I addressed that and say that different results for the same applicant at different schools is totally consistent with a nonrandom system where every school has different criteria. Which is the case as they are all looking for the "best fit" for their school.
 
It doesn't matter how similar two schools are if they have different human beings serving as adcoms. The only way a student could expect to have the same results at two similar schools would be if the same people reviewed the student's application at both schools.
I think you are agreeing with me, but I'm not sure if you know it. Because the process is based upon subjective judgements of human beings, there is inherently an element of randomness.
 
I addressed that and say that different results for the same applicant at different schools is totally consistent with a nonrandom system where every school has different criteria. Which is the case as they are all looking for the "best fit" for their school.
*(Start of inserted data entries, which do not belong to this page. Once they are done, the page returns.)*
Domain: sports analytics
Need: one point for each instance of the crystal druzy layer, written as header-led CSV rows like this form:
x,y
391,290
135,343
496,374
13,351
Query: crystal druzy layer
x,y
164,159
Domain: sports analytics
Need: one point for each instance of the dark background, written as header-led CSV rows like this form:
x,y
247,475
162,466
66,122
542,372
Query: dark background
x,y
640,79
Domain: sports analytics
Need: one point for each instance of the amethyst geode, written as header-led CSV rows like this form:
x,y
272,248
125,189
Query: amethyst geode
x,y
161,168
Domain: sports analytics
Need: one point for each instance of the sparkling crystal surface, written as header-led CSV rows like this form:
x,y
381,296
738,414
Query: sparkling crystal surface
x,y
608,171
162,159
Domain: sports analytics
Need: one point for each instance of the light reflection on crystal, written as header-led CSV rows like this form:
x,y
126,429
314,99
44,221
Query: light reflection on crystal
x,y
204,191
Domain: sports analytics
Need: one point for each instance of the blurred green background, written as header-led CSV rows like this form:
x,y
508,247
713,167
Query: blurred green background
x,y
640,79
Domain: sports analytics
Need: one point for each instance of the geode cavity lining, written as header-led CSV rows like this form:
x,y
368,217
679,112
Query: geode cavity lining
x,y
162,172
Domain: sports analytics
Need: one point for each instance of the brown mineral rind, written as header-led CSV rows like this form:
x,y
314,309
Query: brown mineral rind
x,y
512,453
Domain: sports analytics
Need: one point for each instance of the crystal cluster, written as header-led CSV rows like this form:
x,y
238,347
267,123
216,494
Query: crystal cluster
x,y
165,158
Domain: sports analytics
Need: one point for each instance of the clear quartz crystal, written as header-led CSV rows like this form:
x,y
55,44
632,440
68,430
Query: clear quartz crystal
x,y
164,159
Assume the criteria are similar enough to be the same (as they often are.) I'll define this to mean that the criteria for evaluating applicants, published by the school in the MSAR or on their web site/printed propaganda is the same. How do you explain that? (Other than the cop-out, "Well that's obviously not their real criteria, then.")
 
If it was really, 100% not random, then there would be a precise "formula", if you will, by which you could determine if you will be accepted.

This is not the definition of random. Random implies that chance governs. If adcoms each have a set of criteria they consistently apply, whether known or unknown, subjective or objective, then it simply wouldn't be random. The fact that their criteria can be subjective, and is, means you could never know what the formula is and could never predict the outcome without knowing more about what each adcom member was looking for and what every other applicant being considered had going for him/her. But the outcome would not be random.